As of this week, cryptocurrencies held more value than the economies of most countries, ranking 15th by GDP, just ahead of Mexico, according to CoinMarketCap.com. As interest in the digital currencies has exploded over the last few years, so too has interest in mining.
To explain what mining is, Polyswarm CEO Steve Bassi likes to make an analogy. “I'm assuming you went and bought coffee this morning, right?”
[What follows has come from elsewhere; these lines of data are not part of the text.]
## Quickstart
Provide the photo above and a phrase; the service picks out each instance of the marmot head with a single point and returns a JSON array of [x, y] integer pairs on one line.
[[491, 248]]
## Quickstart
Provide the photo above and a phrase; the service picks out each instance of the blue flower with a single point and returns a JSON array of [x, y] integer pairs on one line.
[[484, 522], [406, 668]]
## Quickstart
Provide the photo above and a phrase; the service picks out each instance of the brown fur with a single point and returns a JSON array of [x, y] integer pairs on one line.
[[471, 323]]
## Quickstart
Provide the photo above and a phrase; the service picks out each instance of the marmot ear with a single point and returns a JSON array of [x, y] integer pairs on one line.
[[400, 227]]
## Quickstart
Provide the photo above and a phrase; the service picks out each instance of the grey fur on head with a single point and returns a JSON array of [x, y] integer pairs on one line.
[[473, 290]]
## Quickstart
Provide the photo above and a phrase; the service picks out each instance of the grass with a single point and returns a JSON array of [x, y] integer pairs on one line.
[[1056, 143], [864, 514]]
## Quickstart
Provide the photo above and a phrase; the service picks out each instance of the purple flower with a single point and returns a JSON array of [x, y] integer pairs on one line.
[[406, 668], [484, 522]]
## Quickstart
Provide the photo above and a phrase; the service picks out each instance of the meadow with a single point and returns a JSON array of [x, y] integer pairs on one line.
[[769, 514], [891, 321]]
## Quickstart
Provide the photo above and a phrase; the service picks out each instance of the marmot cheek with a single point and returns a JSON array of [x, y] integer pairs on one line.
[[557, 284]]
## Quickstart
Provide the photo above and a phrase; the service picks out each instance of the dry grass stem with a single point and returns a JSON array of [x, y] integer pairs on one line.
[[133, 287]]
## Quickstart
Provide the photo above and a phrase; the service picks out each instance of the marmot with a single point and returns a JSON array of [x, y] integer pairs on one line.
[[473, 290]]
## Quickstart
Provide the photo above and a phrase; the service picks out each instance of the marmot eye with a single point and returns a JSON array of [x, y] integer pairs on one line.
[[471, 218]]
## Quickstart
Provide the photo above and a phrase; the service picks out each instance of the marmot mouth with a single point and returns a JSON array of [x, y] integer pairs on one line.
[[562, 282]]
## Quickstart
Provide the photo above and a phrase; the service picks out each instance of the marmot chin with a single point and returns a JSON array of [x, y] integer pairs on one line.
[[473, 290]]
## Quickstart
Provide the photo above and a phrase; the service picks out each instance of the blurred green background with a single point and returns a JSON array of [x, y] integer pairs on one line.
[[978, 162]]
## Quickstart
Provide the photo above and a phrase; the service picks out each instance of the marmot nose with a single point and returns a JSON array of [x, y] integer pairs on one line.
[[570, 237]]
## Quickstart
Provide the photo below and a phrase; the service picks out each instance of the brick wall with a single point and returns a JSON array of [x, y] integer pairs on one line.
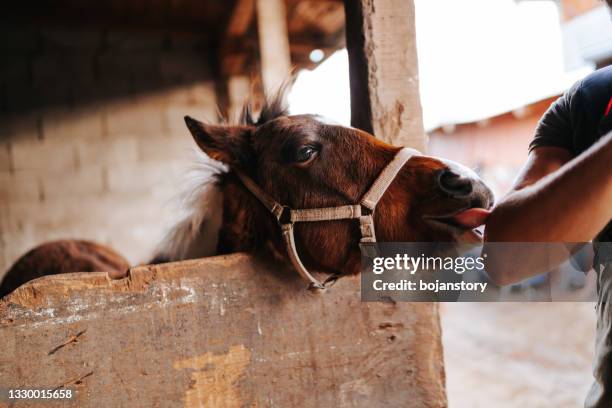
[[92, 140]]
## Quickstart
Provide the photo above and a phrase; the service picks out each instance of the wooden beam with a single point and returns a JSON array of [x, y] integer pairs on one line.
[[381, 42], [226, 331], [273, 43], [239, 89]]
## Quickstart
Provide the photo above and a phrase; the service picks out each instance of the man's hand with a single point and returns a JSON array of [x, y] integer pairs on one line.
[[555, 199]]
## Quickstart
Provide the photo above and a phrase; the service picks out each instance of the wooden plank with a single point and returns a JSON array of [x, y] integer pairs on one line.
[[226, 331], [273, 43], [381, 43]]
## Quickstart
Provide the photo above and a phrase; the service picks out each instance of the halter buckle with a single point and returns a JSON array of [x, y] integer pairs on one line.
[[282, 213]]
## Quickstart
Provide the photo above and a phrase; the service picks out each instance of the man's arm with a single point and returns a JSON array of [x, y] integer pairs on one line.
[[555, 199]]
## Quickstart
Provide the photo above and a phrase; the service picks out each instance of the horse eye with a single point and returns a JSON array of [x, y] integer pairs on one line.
[[305, 153]]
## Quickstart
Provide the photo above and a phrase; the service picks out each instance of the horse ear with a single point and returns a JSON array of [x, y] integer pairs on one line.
[[227, 144]]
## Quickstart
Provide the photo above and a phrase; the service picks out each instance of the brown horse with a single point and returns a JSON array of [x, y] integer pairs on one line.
[[302, 162], [305, 162], [63, 256]]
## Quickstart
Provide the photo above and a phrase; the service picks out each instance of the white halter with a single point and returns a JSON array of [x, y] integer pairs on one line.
[[286, 217]]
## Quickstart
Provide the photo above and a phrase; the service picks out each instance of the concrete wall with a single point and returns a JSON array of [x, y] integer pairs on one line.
[[92, 140]]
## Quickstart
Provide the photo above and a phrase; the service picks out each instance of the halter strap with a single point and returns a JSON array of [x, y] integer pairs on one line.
[[287, 217]]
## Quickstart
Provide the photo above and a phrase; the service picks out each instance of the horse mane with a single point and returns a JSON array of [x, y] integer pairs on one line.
[[274, 106], [195, 235]]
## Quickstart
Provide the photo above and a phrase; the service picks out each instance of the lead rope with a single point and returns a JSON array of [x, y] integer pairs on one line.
[[364, 211]]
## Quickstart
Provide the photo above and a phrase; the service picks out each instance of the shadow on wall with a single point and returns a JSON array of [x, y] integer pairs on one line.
[[92, 138]]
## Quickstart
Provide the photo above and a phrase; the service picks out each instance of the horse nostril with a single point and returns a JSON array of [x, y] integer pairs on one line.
[[454, 184]]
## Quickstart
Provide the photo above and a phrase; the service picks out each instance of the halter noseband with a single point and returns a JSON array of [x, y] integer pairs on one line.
[[286, 217]]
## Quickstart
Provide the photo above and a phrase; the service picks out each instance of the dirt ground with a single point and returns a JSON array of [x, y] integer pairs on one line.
[[510, 355]]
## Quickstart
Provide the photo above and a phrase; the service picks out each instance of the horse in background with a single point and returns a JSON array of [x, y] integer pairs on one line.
[[303, 161]]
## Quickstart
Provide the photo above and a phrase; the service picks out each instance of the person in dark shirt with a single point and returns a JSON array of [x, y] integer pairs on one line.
[[564, 194]]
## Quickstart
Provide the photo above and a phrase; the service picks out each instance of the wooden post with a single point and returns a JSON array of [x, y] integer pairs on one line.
[[381, 42], [238, 89], [273, 43]]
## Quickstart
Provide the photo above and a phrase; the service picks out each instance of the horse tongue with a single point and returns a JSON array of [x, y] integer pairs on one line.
[[472, 218]]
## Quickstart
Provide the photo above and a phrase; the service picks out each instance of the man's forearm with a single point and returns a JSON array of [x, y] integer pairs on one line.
[[570, 205]]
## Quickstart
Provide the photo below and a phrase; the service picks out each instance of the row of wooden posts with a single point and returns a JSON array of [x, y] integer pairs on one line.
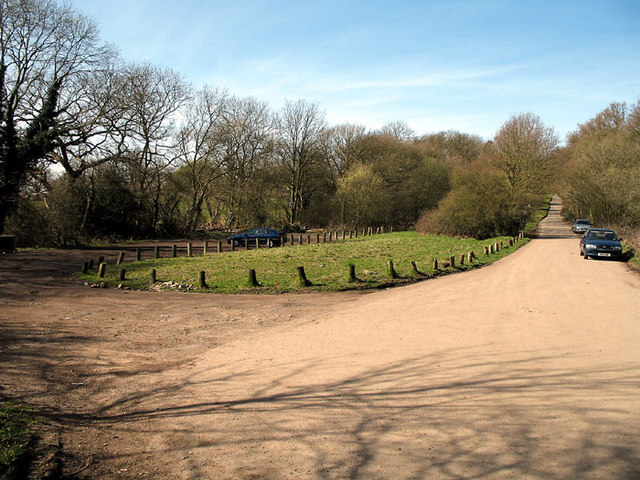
[[438, 265]]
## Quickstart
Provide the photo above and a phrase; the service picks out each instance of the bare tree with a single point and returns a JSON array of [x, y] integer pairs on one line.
[[301, 126], [43, 49], [198, 151], [523, 151], [398, 130], [150, 100], [245, 140]]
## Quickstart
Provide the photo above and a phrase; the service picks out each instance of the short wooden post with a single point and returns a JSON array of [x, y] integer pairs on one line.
[[302, 278], [391, 270], [253, 281], [352, 273]]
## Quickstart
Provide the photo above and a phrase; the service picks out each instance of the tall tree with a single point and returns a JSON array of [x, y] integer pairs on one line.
[[301, 126], [523, 151], [150, 99], [42, 48]]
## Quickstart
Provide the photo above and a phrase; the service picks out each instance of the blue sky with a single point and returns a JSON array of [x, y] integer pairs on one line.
[[434, 64]]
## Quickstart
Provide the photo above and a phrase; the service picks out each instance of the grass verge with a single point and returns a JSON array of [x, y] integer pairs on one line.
[[16, 422], [326, 265]]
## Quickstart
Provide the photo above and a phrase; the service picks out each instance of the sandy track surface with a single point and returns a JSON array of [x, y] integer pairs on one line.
[[528, 368]]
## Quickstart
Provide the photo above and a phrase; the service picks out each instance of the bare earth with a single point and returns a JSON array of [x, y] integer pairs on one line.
[[529, 368]]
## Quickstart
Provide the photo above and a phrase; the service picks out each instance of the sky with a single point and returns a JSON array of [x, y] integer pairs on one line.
[[464, 65]]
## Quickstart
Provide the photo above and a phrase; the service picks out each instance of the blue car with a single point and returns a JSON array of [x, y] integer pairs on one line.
[[266, 236], [600, 243]]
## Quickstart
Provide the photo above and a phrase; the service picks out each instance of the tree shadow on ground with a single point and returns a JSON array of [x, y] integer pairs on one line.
[[453, 414]]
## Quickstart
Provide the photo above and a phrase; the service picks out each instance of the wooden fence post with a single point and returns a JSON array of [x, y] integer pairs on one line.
[[302, 278], [391, 270], [352, 273], [253, 281]]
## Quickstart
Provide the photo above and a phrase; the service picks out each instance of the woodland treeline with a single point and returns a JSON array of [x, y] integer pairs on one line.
[[92, 147]]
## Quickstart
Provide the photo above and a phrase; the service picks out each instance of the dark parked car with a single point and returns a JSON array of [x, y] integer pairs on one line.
[[266, 236], [600, 243], [581, 225]]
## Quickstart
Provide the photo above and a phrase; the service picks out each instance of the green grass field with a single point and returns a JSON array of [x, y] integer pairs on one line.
[[15, 434], [326, 264]]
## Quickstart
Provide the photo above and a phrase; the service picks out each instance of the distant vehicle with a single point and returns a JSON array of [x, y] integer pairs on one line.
[[581, 225], [266, 236], [600, 243]]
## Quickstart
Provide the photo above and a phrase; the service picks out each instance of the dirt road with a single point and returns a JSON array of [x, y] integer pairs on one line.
[[529, 368]]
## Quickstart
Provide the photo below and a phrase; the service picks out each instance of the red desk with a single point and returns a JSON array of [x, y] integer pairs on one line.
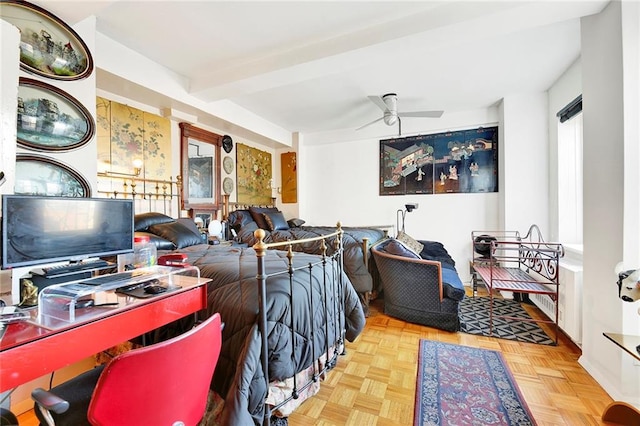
[[29, 351]]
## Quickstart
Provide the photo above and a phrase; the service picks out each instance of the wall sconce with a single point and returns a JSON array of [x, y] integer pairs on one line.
[[408, 208], [137, 168], [272, 187]]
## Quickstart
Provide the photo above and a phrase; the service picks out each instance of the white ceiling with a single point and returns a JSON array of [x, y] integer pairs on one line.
[[308, 66]]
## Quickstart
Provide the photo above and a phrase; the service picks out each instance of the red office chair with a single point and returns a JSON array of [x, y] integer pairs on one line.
[[162, 384]]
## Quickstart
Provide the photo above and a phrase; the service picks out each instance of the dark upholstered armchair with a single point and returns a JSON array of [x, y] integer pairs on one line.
[[418, 289]]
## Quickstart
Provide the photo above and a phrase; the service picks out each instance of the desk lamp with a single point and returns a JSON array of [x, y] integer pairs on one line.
[[408, 208]]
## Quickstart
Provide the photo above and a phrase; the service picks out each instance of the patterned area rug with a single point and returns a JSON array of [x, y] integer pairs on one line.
[[474, 319], [459, 385]]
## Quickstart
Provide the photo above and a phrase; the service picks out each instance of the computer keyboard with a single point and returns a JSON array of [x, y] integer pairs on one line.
[[70, 268], [112, 281]]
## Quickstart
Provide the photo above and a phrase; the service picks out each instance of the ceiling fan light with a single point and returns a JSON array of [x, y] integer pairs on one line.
[[390, 119]]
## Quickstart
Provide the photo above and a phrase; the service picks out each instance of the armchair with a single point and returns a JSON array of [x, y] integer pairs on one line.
[[418, 289], [164, 383]]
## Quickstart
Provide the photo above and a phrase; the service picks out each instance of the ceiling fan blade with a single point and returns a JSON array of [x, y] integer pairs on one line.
[[432, 114], [369, 124], [380, 102]]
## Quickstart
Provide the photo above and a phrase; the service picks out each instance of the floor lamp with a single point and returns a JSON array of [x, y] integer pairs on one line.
[[408, 208]]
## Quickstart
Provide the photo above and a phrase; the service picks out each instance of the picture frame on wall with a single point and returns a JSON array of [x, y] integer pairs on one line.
[[50, 119], [40, 175], [462, 161], [48, 46]]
When you buy coffee with a credit or debit card, Visa or Mastercard charges the seller a small transaction fee. That fee incentivizes the Visas of the world to continue the job of processing transactions.
Instead of giving that fee to Visa or Mastercard, in the world of cryptocurrencies, the network transaction fee gets doled out to miners, Bassi explained.
Miners are computers that use math to process financial transactions between parties and verify them as legit. The technology that makes all the person-to-person transactions public is called a blockchain. A blockchain is just a huge record of money changing hands, similar to a bank statement, but the ledger is open for everyone to see.
The unit of money changing hands on a given blockchain is the cryptocurrency, such as Bitcoin or Ethereum.
“Mining in cryptocurrency and blockchain is that incentive to continue operating the blockchain. It's that incentive for all these computers out there that run Bitcoin or Ethereum software to actually keep this ledger both trustworthy and moving forward, meaning accepting transactions,” Bassi said.
The point of all this technology is to allow money to change hands without a centralized bank, and unlock new ways of doing business. Polyswarm has a blockchain dedicated to cybersecurity. Its platform allows businesses to turn their anti-virus protection over to a swarm of IT professionals around the world.
Keeping all these blockchains afloat takes a lot of computer power, so people who mine get rewarded based on how much processing muscle they bring to the network.
Using a standard-issue Macbook Pro laptop, Berry provided relatively little processing power to the Ethereum network. “I’ve made maybe a little over $1 mining,” he said. “It’s really not been about the money. It’s been more about trying to figure out what this process is and learn a little bit more about cryptocurrency in general.”
Berry estimates he collected $0.01 to $0.02 per hour of computer time. Even in a solar-powered home, he says the cost of electricity in Southern California makes small-scale mining largely unprofitable.